Reputation: 623
I have a CSV file that has list of transactions
For instance,
Year Name Amount
2010 John 10
2011 John 10
2012 John 10
2011 John 10
I want it to be grouped by year and then sorted by ID, which has the expected output
Year Name Amount
2010 John 10
2011 John 20
2012 John 10
My current code is similar to this one
with open('user.csv', 'r', errors='ignore') as csvFile:
reader = csv.reader(csvFile)
for row in sorted(reader):
output.append([row[0], row[1], row[3]])
print("Year", row[0], " Name:" , row[1], "Amount:", row[3])
Thank you
Upvotes: 1
Views: 1241
Reputation: 82765
Pandas is a good option in this use-case.

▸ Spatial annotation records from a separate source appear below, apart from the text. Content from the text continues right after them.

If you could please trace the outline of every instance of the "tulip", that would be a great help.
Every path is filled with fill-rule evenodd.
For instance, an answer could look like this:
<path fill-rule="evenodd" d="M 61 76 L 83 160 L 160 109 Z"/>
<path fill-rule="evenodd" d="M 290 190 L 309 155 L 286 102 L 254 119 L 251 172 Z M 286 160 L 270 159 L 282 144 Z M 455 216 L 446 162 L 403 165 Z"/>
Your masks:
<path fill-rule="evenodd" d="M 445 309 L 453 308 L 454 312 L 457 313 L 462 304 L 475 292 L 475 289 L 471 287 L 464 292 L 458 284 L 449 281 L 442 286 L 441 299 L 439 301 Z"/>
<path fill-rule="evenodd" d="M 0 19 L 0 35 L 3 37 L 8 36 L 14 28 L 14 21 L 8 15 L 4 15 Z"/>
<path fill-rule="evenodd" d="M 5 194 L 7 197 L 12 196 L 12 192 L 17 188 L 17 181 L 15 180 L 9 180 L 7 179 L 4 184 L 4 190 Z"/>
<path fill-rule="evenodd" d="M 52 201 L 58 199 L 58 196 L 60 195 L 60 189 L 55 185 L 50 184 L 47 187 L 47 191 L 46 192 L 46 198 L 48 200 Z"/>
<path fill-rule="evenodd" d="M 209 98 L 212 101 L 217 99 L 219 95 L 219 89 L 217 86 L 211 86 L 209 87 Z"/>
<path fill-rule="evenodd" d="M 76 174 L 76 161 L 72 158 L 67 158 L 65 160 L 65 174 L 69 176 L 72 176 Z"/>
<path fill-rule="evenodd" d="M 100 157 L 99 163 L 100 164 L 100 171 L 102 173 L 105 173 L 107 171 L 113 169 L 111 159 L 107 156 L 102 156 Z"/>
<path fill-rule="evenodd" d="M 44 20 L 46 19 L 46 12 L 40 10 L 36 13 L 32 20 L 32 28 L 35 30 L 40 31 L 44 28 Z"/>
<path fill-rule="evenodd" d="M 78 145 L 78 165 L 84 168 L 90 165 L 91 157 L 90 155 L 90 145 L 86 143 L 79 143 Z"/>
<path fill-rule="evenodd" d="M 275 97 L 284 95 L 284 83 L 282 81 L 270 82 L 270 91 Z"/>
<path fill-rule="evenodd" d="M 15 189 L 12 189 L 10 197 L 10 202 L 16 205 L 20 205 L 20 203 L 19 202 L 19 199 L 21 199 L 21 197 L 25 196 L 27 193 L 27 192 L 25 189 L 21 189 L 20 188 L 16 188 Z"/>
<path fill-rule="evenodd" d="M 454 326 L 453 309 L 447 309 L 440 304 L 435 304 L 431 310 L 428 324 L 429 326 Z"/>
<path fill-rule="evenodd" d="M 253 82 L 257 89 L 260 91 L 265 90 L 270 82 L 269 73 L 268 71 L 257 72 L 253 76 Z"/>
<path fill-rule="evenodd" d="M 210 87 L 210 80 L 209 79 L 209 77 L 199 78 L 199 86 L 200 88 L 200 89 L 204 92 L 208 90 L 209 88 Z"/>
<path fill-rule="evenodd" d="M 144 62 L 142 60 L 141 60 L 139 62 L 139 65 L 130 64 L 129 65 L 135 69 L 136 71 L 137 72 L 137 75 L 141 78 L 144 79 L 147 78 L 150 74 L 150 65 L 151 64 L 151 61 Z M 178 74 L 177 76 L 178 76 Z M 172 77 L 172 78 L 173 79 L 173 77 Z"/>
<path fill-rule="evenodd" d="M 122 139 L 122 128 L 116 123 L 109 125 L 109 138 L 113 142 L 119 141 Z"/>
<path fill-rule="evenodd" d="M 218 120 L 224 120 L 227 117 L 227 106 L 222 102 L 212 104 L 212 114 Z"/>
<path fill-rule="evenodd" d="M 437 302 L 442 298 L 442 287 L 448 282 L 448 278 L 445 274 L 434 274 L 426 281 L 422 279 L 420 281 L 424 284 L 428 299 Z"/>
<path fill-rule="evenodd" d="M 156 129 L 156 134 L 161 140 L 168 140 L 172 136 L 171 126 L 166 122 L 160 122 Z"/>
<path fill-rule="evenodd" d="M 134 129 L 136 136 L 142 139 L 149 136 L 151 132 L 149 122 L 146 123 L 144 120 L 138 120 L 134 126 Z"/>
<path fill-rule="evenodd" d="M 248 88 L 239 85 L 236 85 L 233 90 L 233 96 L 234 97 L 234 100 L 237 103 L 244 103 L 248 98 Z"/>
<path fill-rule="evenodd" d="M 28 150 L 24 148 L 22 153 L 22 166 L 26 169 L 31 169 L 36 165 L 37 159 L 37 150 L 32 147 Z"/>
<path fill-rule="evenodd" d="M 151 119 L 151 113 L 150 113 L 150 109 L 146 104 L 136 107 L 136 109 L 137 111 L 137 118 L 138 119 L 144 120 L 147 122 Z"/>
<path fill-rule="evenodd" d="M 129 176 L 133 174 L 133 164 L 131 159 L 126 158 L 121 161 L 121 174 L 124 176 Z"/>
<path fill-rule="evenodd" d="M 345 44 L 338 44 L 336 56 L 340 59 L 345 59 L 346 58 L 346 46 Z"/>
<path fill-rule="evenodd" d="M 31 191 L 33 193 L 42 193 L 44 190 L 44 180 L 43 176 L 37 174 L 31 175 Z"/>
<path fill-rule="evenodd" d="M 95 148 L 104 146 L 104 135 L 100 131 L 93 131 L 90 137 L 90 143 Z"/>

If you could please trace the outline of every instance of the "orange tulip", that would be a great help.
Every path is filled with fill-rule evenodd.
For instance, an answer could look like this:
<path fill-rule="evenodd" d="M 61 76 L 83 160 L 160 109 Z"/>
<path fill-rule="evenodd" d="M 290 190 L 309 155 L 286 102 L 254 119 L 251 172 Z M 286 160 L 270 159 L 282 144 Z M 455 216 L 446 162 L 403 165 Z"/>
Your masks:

But if you need to use only the build in modules.
Use:
import csv
from collections import defaultdict
result = defaultdict(int)
with open('user.csv') as csvFile:
reader = csv.reader(csvFile) #Note delimiter is `,`
header = next(reader) #Get header
for row in reader:
result[(int(row[0]), row[1])] += int(row[2]) #key = row & name, value = amount
with open(filename_1, "w", newline='') as csvFile:
writer = csv.writer(csvFile)
writer.writerow(header)
for key, Amount in sorted(result.items(), key=lambda x: x[0][0]): #sorted by year
writer.writerow([*key, Amount])
Upvotes: 0
Reputation: 430
Use pandas:
import pandas as pd
#Read csv
df = pd.read_csv("user.csv")
# Groupby and sum
df_new = df.groupby(["Year", "Name"]).agg({"Amount": "sum"}).sort_values(["Year", "Name"]).reset_index()
df_new
Output:
Year Name Amount
0 2010 John 10
1 2011 John 20
2 2012 John 10
Upvotes: 2